Your breast will engorge when there is a buildup of fluid inside your breast. Things like early milk supply can fill the breast to the point that it prevents fluids from draining. When this happens, your breast will get sore and swell up.
What Is The Duration Of Breast Engorgement?
How long breast engorgement lasts is relative. It can go as quickly as when your breast releases milk, either by breastfeeding or using a breast pump. Most breast engorgement will go away after twelve to twenty-four hours.
If you decide not to breastfeed again, slowly reduce the quantity of breastmilk you pump daily. It will signal the body to create less of it. The time it takes to stop totally can range from a couple of days to a few weeks.
How Can I Avoid Breast Engorgement At Night?
If your breasts swell up while your baby is sleeping, massage or manually extract some breast milk to relieve the discomfort. Remember to keep an eye on the time while you do that to avoid pumping more than required.
Do I Need To Pump To Get Rid Of Breast Engorgement?
Engorged breasts shouldn’t get worse after pumping; on the contrary, they can get better. Your breast may get too stiff for your infant to grip if it is engorged. To make it simpler for your baby to latch on to your breast, you can relax the areola and stretch the nipple by milking it a bit before your baby starts sucking.
How Does It Feel To Have Engorged Breasts?

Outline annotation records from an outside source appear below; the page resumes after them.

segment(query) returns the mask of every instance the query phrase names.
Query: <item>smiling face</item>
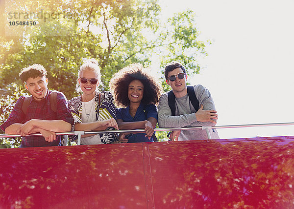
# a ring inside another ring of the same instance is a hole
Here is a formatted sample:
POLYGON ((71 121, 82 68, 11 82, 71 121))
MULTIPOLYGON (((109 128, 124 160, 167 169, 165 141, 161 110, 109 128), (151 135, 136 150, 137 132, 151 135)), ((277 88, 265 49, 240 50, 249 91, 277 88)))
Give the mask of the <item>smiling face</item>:
POLYGON ((38 76, 35 78, 29 78, 25 82, 24 86, 34 98, 36 100, 40 101, 47 95, 48 84, 48 79, 47 78, 38 76))
POLYGON ((98 76, 97 74, 92 70, 83 70, 80 73, 78 83, 83 92, 83 96, 86 97, 92 97, 93 96, 93 99, 95 95, 96 87, 99 85, 99 83, 97 82, 95 84, 92 84, 90 81, 90 79, 98 79, 98 76), (81 78, 88 79, 87 83, 86 84, 81 83, 81 78))
POLYGON ((172 89, 172 91, 176 97, 181 97, 187 94, 187 87, 186 86, 186 82, 188 76, 185 75, 183 79, 179 79, 177 75, 179 73, 182 73, 184 72, 180 67, 175 69, 172 71, 169 72, 168 74, 168 79, 166 80, 167 84, 170 85, 172 89), (172 75, 177 76, 175 77, 175 81, 171 81, 168 78, 172 75))
POLYGON ((144 85, 138 80, 134 80, 130 83, 127 90, 127 96, 130 103, 141 103, 143 99, 144 85))

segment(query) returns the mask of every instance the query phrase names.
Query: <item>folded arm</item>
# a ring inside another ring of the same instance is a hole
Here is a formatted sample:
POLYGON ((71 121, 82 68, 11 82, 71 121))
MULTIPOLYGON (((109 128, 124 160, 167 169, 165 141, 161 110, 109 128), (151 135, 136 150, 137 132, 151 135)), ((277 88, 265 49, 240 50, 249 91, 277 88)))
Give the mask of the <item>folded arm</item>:
POLYGON ((215 125, 218 114, 209 92, 203 86, 200 86, 196 91, 196 97, 199 99, 200 104, 197 112, 172 116, 169 106, 168 95, 163 94, 159 99, 158 105, 159 127, 180 128, 188 126, 215 125))

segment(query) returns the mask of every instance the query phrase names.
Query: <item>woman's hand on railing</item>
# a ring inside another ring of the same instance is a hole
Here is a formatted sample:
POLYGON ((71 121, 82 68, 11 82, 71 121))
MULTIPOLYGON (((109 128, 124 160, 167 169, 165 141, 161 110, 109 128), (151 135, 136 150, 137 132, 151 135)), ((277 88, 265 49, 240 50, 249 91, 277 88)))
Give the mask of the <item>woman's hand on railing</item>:
POLYGON ((171 135, 170 135, 170 137, 169 139, 170 139, 171 141, 178 141, 179 139, 179 136, 181 133, 180 130, 174 130, 172 131, 172 133, 171 133, 171 135))
POLYGON ((119 140, 120 140, 122 143, 126 143, 128 141, 128 139, 125 138, 125 134, 124 133, 122 133, 120 134, 119 140))
POLYGON ((119 130, 119 126, 114 118, 109 118, 104 121, 98 121, 98 122, 100 123, 101 125, 105 127, 104 130, 108 127, 113 127, 116 128, 117 130, 119 130))

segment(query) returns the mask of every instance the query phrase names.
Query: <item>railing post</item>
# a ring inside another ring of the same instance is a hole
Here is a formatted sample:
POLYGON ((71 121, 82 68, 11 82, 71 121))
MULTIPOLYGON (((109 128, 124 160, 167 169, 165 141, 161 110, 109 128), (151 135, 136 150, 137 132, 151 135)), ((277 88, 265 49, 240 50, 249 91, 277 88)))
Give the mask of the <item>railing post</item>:
POLYGON ((77 135, 77 145, 81 145, 81 135, 84 134, 84 131, 74 131, 74 135, 77 135))

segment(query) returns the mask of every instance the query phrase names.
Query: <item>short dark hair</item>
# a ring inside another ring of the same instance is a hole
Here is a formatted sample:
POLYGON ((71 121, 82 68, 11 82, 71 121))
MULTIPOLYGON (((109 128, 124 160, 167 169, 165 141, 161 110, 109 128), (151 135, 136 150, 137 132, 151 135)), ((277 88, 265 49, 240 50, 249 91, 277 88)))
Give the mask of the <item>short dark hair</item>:
POLYGON ((186 69, 184 67, 184 66, 178 62, 172 61, 172 63, 168 63, 164 68, 164 76, 166 77, 166 79, 168 79, 168 74, 169 72, 172 71, 175 69, 181 68, 183 70, 183 72, 186 73, 186 69))
POLYGON ((21 80, 25 82, 30 78, 35 78, 37 77, 43 78, 47 75, 45 68, 40 64, 34 64, 23 68, 19 74, 21 80))
POLYGON ((117 105, 123 107, 129 105, 128 85, 135 80, 140 81, 144 85, 141 103, 145 104, 158 103, 163 92, 162 87, 159 80, 149 72, 150 68, 144 68, 141 64, 136 63, 124 67, 113 75, 109 82, 109 88, 117 105))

Breasts that are engorged may be uncomfortable, heavy, and rigid. The areola may become quite stiff, and the nipples may deflate, making the infant not suck breast effectively.
You shouldn’t feel bad when your breast gets engorged; it’s normal and happens to most breastfeeding mothers.
Contact Your Physician When:
- You have breast milk discoloration.
- Get ill with a fever while breastfeeding.
- The pain from the engorged breast becomes unbearable.
- The breast engorgement refuses to go within two to three days.
How Do I Sleep If My Breasts Are Swollen?
When your breasts are engorged, you may find it hard to sleep. Before retiring to bed, you can attempt extracting some breast milk to ease the soreness in your breasts. Also, you can press ice cubes on the engorged breasts to reduce puffiness and soreness.
In addition, you can sleep with pillows raised off the bed to relieve some tension on your breasts. Avoid lying on your stomach.
Can I Feed My Baby If My Breasts Are Engorged?
If your breasts are engorged, you can still feed your baby till they are satisfied. Doing this will reduce the heaviness of the breast.
However, if the engorgement does not subside after nursing, you can manually pump or extract some breast milk until you feel at ease.
Feeding your infant constantly, manually extracting breast milk with a breast pump, or weaning consistently are some of the best ways to prevent breast engorgement.
If you want to discontinue breastfeeding, slowly reduce the frequency of breastfeeding or the quantity of breast milk your baby takes to avoid your breast getting engorged.